Wir brauchen die Stimmen der Opfer, die sich vielleicht gescheut oder geschämt haben, Fälle zur Anzeige zu bringen, oder die dachten: Ach, das bringt ja doch nichts! – Außerdem müssen wir in der Lage sein, Kriminalitätstrends und neue Entwicklungen auszumachen. Dazu bedarf es wissenschaftlicher Analysen der Kriminalitätsdaten und auch deren Fortschreibung, sodass man erkennen kann, welche Vergehen und Verbrechen verstärkt begangen werden, bei welchen und warum sich ein abnehmender Trend verzeichnen lässt und welche Auswirkungen gesellschaftlich neue Straftaten haben. Nur ein solch umfassender Blick auf die Kriminalitätslage ermöglicht uns eine zeitgemäße und wirksame Bekämpfung von Straftaten und damit auch eine sichere Gesellschaft.

(Beifall bei der SPD)

So weit stimmen wir mit dem Antrag der Grünen überein; aber trotzdem werden wir ihm nicht zustimmen.
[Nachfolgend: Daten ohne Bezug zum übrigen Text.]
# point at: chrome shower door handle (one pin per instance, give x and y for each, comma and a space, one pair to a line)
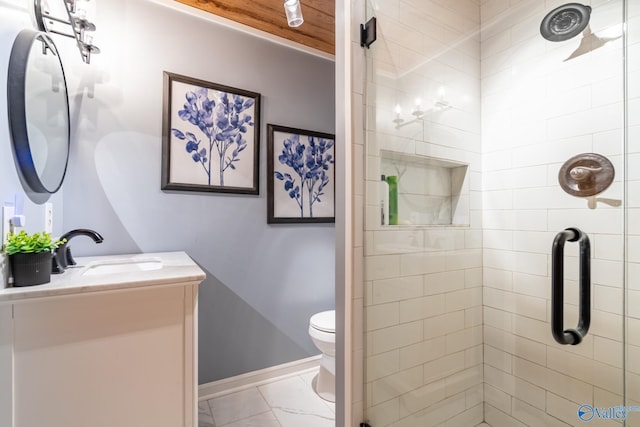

(Dr. Irene Mihalic [BÜNDNIS 90/DIE GRÜNEN]: Ja so ein Mist!)

Da stellt sich natürlich die Frage: Und warum nicht? Weil wir keinen Gesetzentwurf brauchen, der etwas fordert, was wir ohnehin schon tun.

(Dr. Irene Mihalic [BÜNDNIS 90/DIE GRÜNEN]: Das ist das Argument?)

Wir verwirklichen das, was schon im Koalitionsvertrag steht, und was Sie auch in Ihrem Gesetzentwurf fordern.

Zunächst einmal beginnt genau in diesen Tagen, Anfang November, eine groß angelegte Dunkelfeldstudie des Bundeskriminalamts. Dafür werden über 120 000 Menschen angeschrieben, die in Deutschland gemeldet sind. Damit handelt es sich um die größte Dunkelfeldstudie, die es jemals in Deutschland gab. Also, wer angeschrieben wird: Bitte antworten, es ist ganz wichtig.

(Beifall bei der SPD)

Ziel ist, genau die Bereiche auszuleuchten, in denen Vergehen und Verbrechen häufig geschehen, ohne zur Anzeige zu kommen: Raub, Körperverletzung, Wohnungseinbrüche, aber auch Gewalt in der Partnerschaft, sexuelle Belästigung, Vergewaltigung, um nur einige zu nennen. Die Reihe kann man endlos fortsetzen.

Erste Ergebnisse dieser Dunkelfeldstudie werden auch in den neuen Periodischen Sicherheitsbericht Eingang finden. Und damit kommen wir zum Kern Ihres Entwurfs und unseres Handelns, dem Periodischen Sicherheitsbericht. Dessen erster Entwurf wird gerade unter Federführung des Bundesjustizministeriums und des Bundesinnenministeriums erarbeitet und soll den Ministerien zum Jahresende vorliegen, uns dann hoffentlich frühzeitig vor der Sommerpause. Und er unterscheidet sich von einer bloßen Kriminalitätsstatistik genau durch die Dinge, die auch Sie angesprochen haben, nämlich durch einen breiten analytischen Blick auf die Kriminalitätslage im Land, der uns längerfristig geplantes und vorausschauendes Handeln ermöglicht.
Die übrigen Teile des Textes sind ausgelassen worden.